HSS: Die bayerische Staatsregierung hat noch im Februar die Hightech Agenda, ein milliardenschweres Technologieförderungs- und Wissenschaftstransferprogramm auf den Weg gebracht. Lässt sich aus Ihrer Perspektive absehen, ob dieser Sprung Bayerns in die Super-Tech- und KI-Zukunft durch die Pandemie beeinträchtigt werden wird?

Es ist schwierig, jetzt schon so weitreichende Einschätzungen zu treffen. Zu einmalig ist die Situation, zu massiv die Auswirkung in Gesellschaft und Wirtschaft. Jedoch haben wir mit der Hightech Agenda wohlüberlegt die Weichen für die Zukunft gestellt – und die Zukunft trägt für uns eine klare „digitale“ Handschrift. Das gilt weiterhin, wenn nicht sogar viel mehr. Die Corona-Krise zeigt uns ja, wie wichtig die digitale Transformation ist.

Mir liegt deshalb sehr am Herzen, dass wir nicht nur versuchen den Status Quo wiederherzustellen, sondern digitale Ansätze gleich von Anfang an stärker berücksichtigen. Künstliche Intelligenz, CleanTech und weitere SuperTechs können hier die Basis für unseren zukünftigen Erfolg sein. So helfen und begleiten wir vor allem unseren Mittelstand, das Rückgrat unserer Wirtschaft, auf dem schwierigen Weg aus der Krise.
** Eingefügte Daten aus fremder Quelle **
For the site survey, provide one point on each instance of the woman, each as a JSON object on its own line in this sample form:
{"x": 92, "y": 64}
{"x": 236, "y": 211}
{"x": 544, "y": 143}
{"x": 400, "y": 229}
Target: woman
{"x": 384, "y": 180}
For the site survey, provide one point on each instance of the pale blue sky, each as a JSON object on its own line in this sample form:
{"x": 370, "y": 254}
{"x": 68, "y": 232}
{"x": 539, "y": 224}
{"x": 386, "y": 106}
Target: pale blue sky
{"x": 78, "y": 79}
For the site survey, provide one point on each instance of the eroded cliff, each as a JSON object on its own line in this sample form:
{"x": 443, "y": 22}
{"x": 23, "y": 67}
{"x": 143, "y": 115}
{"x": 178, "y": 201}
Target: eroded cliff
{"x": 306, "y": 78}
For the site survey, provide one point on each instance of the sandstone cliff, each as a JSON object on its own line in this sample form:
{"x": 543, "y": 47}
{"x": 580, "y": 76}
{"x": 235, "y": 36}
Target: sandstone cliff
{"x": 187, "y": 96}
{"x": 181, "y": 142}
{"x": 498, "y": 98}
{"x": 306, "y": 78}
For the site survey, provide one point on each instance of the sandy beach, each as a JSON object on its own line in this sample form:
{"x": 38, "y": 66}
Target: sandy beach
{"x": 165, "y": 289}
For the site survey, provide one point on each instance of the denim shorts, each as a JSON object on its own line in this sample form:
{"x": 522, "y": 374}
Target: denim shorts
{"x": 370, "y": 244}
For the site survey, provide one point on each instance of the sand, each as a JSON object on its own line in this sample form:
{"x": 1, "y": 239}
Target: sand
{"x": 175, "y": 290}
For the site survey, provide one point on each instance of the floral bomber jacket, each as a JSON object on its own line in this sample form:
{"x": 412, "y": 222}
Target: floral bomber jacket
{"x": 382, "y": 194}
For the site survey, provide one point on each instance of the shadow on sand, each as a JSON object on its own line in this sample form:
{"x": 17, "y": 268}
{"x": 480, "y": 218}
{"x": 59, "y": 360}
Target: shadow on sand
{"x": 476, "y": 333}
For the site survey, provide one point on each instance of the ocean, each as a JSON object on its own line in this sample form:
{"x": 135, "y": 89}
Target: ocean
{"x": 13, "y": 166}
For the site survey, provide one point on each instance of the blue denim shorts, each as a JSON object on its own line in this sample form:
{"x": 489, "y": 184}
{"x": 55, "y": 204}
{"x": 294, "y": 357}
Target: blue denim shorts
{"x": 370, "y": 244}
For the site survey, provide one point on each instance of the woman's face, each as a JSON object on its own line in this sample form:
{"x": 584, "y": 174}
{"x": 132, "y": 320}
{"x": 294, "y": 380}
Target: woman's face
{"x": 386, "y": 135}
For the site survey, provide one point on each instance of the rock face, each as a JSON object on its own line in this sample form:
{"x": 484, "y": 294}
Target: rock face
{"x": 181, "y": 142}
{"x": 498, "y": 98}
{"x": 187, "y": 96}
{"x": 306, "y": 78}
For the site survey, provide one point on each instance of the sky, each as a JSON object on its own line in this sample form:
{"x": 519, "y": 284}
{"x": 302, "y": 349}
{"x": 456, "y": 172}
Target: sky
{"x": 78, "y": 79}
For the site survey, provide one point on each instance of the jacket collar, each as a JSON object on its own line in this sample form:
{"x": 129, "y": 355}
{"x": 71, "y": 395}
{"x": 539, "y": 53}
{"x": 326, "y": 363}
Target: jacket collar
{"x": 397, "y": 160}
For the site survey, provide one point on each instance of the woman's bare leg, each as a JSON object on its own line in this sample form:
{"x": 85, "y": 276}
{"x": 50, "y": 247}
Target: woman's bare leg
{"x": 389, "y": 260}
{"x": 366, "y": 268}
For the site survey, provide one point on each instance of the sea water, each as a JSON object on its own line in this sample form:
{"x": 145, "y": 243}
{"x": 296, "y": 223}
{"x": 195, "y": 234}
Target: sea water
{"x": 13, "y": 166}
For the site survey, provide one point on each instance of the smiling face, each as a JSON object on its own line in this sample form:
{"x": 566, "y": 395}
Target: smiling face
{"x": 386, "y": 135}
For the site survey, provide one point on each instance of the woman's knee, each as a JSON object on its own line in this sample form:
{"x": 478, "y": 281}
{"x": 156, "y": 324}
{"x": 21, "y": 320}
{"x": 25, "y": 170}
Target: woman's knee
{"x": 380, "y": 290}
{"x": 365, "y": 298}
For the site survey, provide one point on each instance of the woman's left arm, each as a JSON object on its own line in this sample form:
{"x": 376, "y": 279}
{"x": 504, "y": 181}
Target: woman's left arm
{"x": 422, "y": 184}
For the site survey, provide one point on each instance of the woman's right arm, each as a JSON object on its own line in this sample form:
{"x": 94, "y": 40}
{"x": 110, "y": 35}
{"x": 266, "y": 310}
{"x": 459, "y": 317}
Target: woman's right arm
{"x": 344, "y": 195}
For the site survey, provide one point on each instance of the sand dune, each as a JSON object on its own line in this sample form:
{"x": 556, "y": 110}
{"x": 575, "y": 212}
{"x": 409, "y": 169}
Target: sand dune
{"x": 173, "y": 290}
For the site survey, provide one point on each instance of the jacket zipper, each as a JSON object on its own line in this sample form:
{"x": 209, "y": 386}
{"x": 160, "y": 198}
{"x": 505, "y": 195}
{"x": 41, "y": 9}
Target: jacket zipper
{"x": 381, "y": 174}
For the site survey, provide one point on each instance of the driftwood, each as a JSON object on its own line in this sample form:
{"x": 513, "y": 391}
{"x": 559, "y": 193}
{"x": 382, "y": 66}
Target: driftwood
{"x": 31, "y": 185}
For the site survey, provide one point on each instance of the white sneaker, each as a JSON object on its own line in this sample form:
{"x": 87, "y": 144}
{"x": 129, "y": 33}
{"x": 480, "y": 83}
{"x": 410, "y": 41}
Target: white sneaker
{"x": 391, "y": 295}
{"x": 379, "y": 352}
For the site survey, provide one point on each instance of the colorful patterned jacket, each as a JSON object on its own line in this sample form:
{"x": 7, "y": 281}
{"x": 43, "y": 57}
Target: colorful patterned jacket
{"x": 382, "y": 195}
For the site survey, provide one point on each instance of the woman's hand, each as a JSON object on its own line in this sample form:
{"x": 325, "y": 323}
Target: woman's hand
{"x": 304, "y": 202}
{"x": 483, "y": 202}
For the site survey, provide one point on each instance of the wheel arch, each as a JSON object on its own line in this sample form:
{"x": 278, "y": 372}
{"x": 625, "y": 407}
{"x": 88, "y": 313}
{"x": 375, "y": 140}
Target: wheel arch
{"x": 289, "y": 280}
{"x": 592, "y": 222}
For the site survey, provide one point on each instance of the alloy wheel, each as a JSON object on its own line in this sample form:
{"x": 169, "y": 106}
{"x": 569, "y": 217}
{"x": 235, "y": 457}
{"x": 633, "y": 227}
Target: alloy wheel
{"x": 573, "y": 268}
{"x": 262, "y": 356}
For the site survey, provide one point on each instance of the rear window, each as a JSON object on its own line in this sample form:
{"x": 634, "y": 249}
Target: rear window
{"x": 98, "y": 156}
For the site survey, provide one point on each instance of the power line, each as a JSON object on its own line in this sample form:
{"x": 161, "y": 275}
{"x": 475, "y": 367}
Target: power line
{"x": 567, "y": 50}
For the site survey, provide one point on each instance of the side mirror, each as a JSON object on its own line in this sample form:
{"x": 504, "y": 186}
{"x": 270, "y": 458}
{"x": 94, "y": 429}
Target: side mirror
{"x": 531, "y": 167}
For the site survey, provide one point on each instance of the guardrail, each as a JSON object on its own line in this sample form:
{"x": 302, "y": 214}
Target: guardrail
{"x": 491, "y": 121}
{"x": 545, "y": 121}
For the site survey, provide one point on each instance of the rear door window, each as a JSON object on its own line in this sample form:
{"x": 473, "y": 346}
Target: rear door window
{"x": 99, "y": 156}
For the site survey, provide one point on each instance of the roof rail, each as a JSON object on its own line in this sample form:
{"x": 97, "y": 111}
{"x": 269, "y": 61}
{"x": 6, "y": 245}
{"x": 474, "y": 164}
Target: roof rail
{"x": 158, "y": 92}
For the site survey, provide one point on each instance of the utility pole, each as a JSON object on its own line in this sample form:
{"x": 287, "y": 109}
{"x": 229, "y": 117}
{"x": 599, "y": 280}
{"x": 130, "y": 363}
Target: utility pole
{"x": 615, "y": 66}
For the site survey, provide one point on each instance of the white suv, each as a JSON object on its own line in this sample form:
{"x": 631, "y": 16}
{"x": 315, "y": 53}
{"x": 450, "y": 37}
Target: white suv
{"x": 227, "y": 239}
HSS: Über 28.000 Menschen haben sich am Aufruf der Bundesregierung #wirvsvirus, einem Hackathon, beteiligt. In 48h entstanden 1.500 Ideen, wie Deutschland stärker aus der Krise hervorgehen kann. Kann uns das Internet, trotz aller Geburtsfehler, retten?

Nicht das Internet rettet uns, sondern die Menschen. Allen voran diejenigen, die derzeit an vorderster Front im Gesundheitswesen für das Wohl unserer Gesellschaft kämpfen. Aber natürlich ist es schön zu sehen, wie unsere Gesellschaft in der Corona-Krise zusammensteht und mithilft. Der Hackathon ist ein wunderbares Beispiel dafür, was möglich ist, wenn engagierte, kluge und kreative Menschen und moderne Tools zusammenkommen. Das ist für mich das nächste Level von Bürgerbeteiligung. Dieses Mindset sollten wir uns unbedingt für die Zukunft bewahren.

HSS: Herzlichen Dank Frau Ministerin! Wir wünschen Ihnen alles Gute!